Their packed three-day itinerary, which will take them to the West Bank, Jerusalem, Israel, and Jordan, will include a visit to the Western Wall and a meeting with the Grand Mufti of Jerusalem.
To address the ongoing Israeli-Palestinian political conflict, Pope Francis will pay visits to Palestinian President Mahmoud Abbas and Israeli Prime Minister Benjamin Netanyahu. But the pontiff has limited his meetings with high-ranking officials in favor of common worshippers, something that has marked his papacy and his insistence upon championing the world’s poor.

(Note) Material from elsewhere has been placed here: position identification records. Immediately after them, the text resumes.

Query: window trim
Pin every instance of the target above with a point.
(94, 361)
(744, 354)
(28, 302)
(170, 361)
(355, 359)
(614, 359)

He has included in his agenda visits with disabled youth and displaced people from several different refugee camps.
Discussing the significance and expectations of the trip, Al Jazeera’s Thomas Drayton sat down with Father Tom Reese, a senior analyst at the National Catholic Reporter and Rabbi Arthur Schneier, founder and president of the Appeal of Conscience Foundation, who will also be part of the American contingent welcoming the Pope to the Holy Land.
Father Reese said that fighting and killing among different faith groups can only be stopped through education that does not breed hatred. He also mentioned Christians facing persecution in the Holy Land, some of whom trace their lineage back to the beginnings of Christianity.
For his part, Rabbi Schneier stressed the importance of the visit in terms of reconciliation between the Catholic Church and the Jewish people. The Vatican did not formally recognize the State of Israel until 1993, after nearly a century of opposing the formation of an entity that would place the Holy Land under non-Christian custody.